3: Make a Plan: if we look at this again like a journey to a new destination. One of the very first things we do is put the destination into a satnav and this generally lets us know how long it may take, which way to travel and where you will pass along the way. In the same way, when we make a new plan, one of the first steps you can take is to create a focus board. Generally a focus board is a picture and or short statement of what we would like to achieve. This as the name suggests is a way to maintain focus on the destination. If you do not regularly remind yourself of where you are heading, it will often take a lot longer to get there and sometimes you may even completely forget where you were heading. Do some research and collect some ideas on how you can move towards your desired destination. For example, if you wanted to learn a new language, look at what classes are in your area or what online lessons are available and decide which best suits you at the present time. Making a plan does not require having all the details worked out before you take the first step either. Every step you take is a step forward and your end goal will continue to get clearer with each step.

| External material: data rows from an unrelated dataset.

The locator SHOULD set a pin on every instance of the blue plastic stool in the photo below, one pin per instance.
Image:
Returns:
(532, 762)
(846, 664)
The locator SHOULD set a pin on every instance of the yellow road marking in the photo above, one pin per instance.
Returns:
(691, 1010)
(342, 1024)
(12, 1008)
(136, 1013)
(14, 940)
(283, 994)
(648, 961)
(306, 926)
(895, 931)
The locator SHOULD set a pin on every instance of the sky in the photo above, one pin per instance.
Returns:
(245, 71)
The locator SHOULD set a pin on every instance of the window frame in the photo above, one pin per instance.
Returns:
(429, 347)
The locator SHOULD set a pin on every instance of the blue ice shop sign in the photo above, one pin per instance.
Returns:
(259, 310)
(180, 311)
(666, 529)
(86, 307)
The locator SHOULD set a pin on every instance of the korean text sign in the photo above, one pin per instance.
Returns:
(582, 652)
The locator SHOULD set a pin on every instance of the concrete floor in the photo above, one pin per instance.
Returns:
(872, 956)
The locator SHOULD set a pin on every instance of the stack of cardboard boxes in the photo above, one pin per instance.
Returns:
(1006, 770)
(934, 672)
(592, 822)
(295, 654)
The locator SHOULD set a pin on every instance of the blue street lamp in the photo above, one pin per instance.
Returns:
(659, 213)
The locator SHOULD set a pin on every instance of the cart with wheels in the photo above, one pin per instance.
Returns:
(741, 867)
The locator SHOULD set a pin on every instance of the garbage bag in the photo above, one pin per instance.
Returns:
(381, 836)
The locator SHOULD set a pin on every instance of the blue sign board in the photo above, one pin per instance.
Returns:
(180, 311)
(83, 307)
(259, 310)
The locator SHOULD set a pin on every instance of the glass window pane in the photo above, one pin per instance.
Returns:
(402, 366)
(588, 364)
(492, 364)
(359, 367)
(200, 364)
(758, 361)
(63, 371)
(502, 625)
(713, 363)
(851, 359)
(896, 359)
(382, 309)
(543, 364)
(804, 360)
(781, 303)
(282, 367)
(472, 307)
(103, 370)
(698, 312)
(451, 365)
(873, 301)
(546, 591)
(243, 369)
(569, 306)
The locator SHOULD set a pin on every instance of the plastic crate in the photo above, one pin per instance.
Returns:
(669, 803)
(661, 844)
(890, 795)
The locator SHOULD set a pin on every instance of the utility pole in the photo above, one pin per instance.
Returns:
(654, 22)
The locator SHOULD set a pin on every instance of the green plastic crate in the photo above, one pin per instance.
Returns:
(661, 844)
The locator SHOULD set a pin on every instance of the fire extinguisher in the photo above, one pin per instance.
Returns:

4: Consistency: As far as I know we haven’t yet created a teleportation device, so we still get from one place to another, one step at a time and this is the same for change. The basic premise of consistency is to follow one step with another and then another and so on because if you do not, how will you ever get to your destination? This is where we refer back to step 3, our planning stage and see what the next step will be, to get us closer to our goals. It is also important to remember that on each step of your plan to appreciate how far you have come and to observe your destination getting closer and becoming more in focus with each step. This serves many purposes including being a motivation to help you take the next step.
5: Be aware and Adapt: At the start of a journey the destination can often seem a little vague, but as you get closer and closer you begin to see more detail and this aids in choosing what the next step is. Often even on the simplest of journeys things can and almost certainly will not go quite according to plan and the ability to adapt at these times is highly advisable. The more aware you are the more likely you are to discover new things along the way. This is all part of why being aware and adapting as you go is an important part of change. Because the plans you are making for yourself and the goals you are setting to get there will almost certainly be unfamiliar to you, or else they would not be a change.
6: Rest and reflect: It’s often when we look back on a journey that we realise just how far we have come and that we have so many amazing tales and stories to share, especially the bits we weren’t anticipating happening. This reflection happens when we give ourselves time to rest, breath and recuperate and this is an essential part of change and also for having a better idea of which direction to head in next. Because it is often only when we stop to rest and reflect that some of the most important observations can be made.
Remember As with all things the first steps can be a little slower and more wobbly than the ones that follow, so please be kind and supportive of all your achievements no matter how small you think they are at the time. Also take the time to stop and congratulate yourself, because each of these steps have been your choice towards your goals and hopefully a happier version of you.